Hemingway and I were returning from Newcomb. The Boreas River had flooded and we were obliged to endure the proprietor’s under-developed hospitality. He provided us with some canvas cots in a large cabin cluttered with mice and indescribable odors. We went to bed; but were kept from sleeping until dawn by the inebriated ravings of a neighbor who intermingled complicated insults with snatches of back-woods earthiness. As might be supposed, we attributed this continuoust uproar to the motel owner’s inhospitality.
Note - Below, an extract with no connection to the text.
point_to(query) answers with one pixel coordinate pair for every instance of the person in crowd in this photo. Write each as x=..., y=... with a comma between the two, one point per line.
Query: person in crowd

At daybreak we found the inebriate dead under a tamarack tree. The voice, we had been subject to all night, deceived us; it belonged to a native Abenaki Indian. In his delirium a few .222 rifle shells had fallen from his ammunition bag along with a few pieces of bright metal, the size of a silver dollar but thinner. In vain, Hemingway tried to pick up the metal discs. He was scarcely able to raise them from the ground. He held one in his hand for a few minutes. Its weight was so unendurable that after it was dropped Hemingway said that a feeling of oppressiveness remained. I also remember the exact circle it pressed into his palm. Ernest was amazed that the sensation of this very thin and extremely heavy object could produce the unpleasant feeling of disgust mixed with fear.

One of the local men suggested we throw it into the swollen Boreas River. No one knew anything about the dead Abenaki, except that “he came from the north.” These thin, very heavy discs (made from a metal which is not of this world) were identified by the locals as images of a divinity in certain regions of The Adirondack Mountains.